Whistleblower Yulia Stepanova is set to face legal action in Russia following the publication of the WADA Independent Commission ©ARD

Yulia Stepanova, a whisteblower in the German television documentary which led to Russia being suspended by the International Association of Athletics Federations (IAAF) for doping, is set to be sued by some of the runners who she identified as allegedly using banned performance-enhancing drugs.

A lawyer representing several athletes is currently putting together a case due to be filed in a Moscow court next month. 

The group named in the action is expected to include middle-distance Tatyana Myazina and Kristina Ugarova, who were among five athletes recommended for life bans in the World Anti-Doping Agency (WADA) Independent Commission published last week.

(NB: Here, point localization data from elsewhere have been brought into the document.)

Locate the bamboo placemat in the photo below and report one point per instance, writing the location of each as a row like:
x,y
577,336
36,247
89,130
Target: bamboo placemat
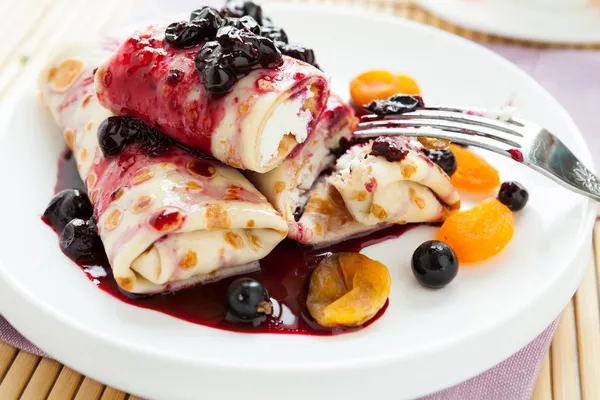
x,y
32,29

Mariya Savinova and Ekaterina Poistogova, the Olympics and bronze medallists in the 800 metres at London 2012, are also facing being suspended.

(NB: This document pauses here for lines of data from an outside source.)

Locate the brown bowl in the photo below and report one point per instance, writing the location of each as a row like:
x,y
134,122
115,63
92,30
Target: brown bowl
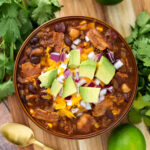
x,y
135,78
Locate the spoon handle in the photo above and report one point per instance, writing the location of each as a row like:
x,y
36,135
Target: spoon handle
x,y
41,145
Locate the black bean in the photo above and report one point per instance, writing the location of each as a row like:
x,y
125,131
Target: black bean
x,y
35,59
31,88
61,27
109,114
68,41
34,40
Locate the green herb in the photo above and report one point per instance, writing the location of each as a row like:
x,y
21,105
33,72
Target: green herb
x,y
17,20
139,41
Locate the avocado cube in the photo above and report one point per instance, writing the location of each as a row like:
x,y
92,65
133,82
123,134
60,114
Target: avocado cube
x,y
47,78
69,87
89,94
74,59
87,69
56,87
105,71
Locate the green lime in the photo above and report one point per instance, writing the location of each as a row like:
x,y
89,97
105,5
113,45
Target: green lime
x,y
109,2
126,137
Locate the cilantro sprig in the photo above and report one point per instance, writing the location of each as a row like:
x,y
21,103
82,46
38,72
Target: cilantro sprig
x,y
139,41
17,20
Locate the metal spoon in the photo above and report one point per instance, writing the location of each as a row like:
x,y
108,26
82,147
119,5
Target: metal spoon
x,y
20,135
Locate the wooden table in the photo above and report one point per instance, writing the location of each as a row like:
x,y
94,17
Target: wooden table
x,y
120,16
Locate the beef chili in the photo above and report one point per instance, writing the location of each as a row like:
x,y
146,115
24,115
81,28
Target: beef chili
x,y
75,77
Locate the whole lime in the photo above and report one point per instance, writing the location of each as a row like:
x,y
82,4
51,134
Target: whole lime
x,y
109,2
126,137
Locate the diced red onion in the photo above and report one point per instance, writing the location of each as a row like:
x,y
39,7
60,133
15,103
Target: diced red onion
x,y
91,55
79,114
69,102
81,82
81,50
87,106
55,56
87,38
111,56
118,64
77,41
91,84
63,65
103,92
73,46
62,57
98,57
109,88
76,77
67,73
61,78
68,55
68,98
74,110
97,81
61,92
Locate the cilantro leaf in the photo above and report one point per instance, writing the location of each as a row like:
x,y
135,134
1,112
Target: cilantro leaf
x,y
7,88
142,19
4,1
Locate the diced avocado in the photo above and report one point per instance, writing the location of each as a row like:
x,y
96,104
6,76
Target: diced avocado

"I think we will be able to prepare materials within two weeks and file a lawsuit to a Russian court," Alexander Karabanov said.

Ugarova described the claims as "slanderous", while Myazina, the 2015 World Universiade 1500 metres bronze medallist, said: "I did not take any banned substances."

The 29-year-old Stepanova, a former world-class 800 metres runner who was herself suspended for doping offences, secretly recorded Russian coaches and athletes over almost two years describing how they used performance-enhancing drugs.

She and her husband Vitaly, a former Russian anti-doping agency official, were the key witnesses in the ARD documentary Top-secret Doping: How Russia makes its Winners  that alleged widespread corruption and drug-taking in Russian athletics.

Tatyana Myazina is one of Russian runners facing life bans but denies taking drugs
Tatyana Myazina is one of Russian runners facing life bans but denies taking drugs ©Getty Images

It led to the formation of the WADA Independent Commission chaired by Canadian lawyer Richard Pound which recommended the All-Russia Athletics Federation be banned by the IAAF, putting their place at Rio 2016 in jeopardy. 

Yulia Stepanova's name is mentioned 141 times in the 323-page report, which included transcripts of conversations with her coach Vladimir Kazarin about the doping programme he recommended for her.

Kazarin, who WADA have also recommended should be banned for life, has called her a "traitor". 

The Stepanovas are currently living in a secret location Germany, having fled Russia on the eve of the programme being screened, but have applied to move to Canada. 

Russian Sports Minister Vitaly Mutko has already claimed that ARD obtained the information for its programme illegally.  

He has also criticised Stepanova for her motives for turning whistleblower.

"I would like to hope that she had a genuine desire to restore health to the sport, if that is what is really motivating her," Mutko told Reuters. 

"But if she is driven by some kind of mercantile things, money, or a residence permit in some country, Canada for example, then I don't know."